Customers make a sizable investment in capital equipment and then pay subscriptions to use the equipment. In this case, they usually do not buy the equipment. They lease the equipment due to the significant expense for the equipment, software, maintenance, and upgrades required. Great examples are WestLawNext or Bloomberg which are staples in the legal and investment communities, respectively.

Level 5 – Sequenced Product Purchases or Service Subscriptions

The idea behind this approach is to create recurring income by encouraging your customers to consistently upgrade to new product and service offerings. Consider the example of Google Drive. It starts out as free. As you begin to use it more and more to store your data, you must pay to upgrade for more storage. Next thing you know, you are using Google Photos, and they have captured another revenue opportunity. Even if the company can convert just a fraction of its customers over to the premium service, it can create an extremely valuable recurring revenue stream. This revenue stream tends to be stickier because your customer prefers (knows how to use) your product, and the cost of switching in terms of time, effort, and costs outweighs the simplicity of staying with the current vendor.

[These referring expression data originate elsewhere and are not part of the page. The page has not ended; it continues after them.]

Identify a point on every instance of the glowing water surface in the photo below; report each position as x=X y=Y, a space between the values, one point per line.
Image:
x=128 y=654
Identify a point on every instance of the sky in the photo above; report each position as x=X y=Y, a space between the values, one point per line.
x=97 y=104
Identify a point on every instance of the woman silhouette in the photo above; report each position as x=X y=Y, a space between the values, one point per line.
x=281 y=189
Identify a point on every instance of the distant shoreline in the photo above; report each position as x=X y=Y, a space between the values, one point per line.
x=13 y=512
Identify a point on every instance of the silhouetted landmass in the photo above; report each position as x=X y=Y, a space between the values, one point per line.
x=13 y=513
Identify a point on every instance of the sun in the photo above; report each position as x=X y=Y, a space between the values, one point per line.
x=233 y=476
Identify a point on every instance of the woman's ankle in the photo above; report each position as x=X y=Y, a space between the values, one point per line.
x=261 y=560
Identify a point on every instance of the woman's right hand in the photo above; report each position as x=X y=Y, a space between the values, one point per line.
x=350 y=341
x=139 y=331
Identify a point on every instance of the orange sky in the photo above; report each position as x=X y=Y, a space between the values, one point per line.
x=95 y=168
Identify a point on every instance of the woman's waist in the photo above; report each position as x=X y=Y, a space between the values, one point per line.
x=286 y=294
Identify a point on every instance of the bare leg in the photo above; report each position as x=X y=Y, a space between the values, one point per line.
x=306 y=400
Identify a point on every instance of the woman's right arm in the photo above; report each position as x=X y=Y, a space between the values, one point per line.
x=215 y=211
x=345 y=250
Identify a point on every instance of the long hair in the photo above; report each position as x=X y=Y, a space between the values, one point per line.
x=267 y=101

Level 6 – Good-Until-Canceled Revenue

The best examples are bank accounts and credit cards. What makes this model powerful is when it’s based on an “opt-out” model where the customer has to terminate your relationship with them. For instance, I hate my bank. They send me a new credit card almost every 4 months because of their so-called “fraud protection” department’s suspicions. So every 4 months I have to change every recurring payment to come from the new account number. It is a nightmare! Plus, they send policy changes every 6 months, usually raising fees and reducing benefits. But do we change providers? No!, because of the trouble and loss of credit history. How often do people cancel their credit cards or close a bank account? Credit cards or bank accounts are an extremely powerful way of keeping customers over the long haul.

Level 7 – Longer-Term Contracts

The longer the contract the better! Think about the contract you signed when you got your new cell phone. I do not know about you, but I feel like when I signed on with Verizon I married the mob! Not only did you agree to pay a certain amount of money each month depending on the plan you select, you usually agree to keep paying for two years. If you are like me, each family member starts at a different time, so to get out gets prohibitively expensive, becomes a family debate, possible new phones get involved, and tons of time dealing with it. I just got chills thinking about it. This is an extremely valuable model because you can predict with a higher level of certainty what your recurring revenues will be both in the short-term, as well as over the longer term.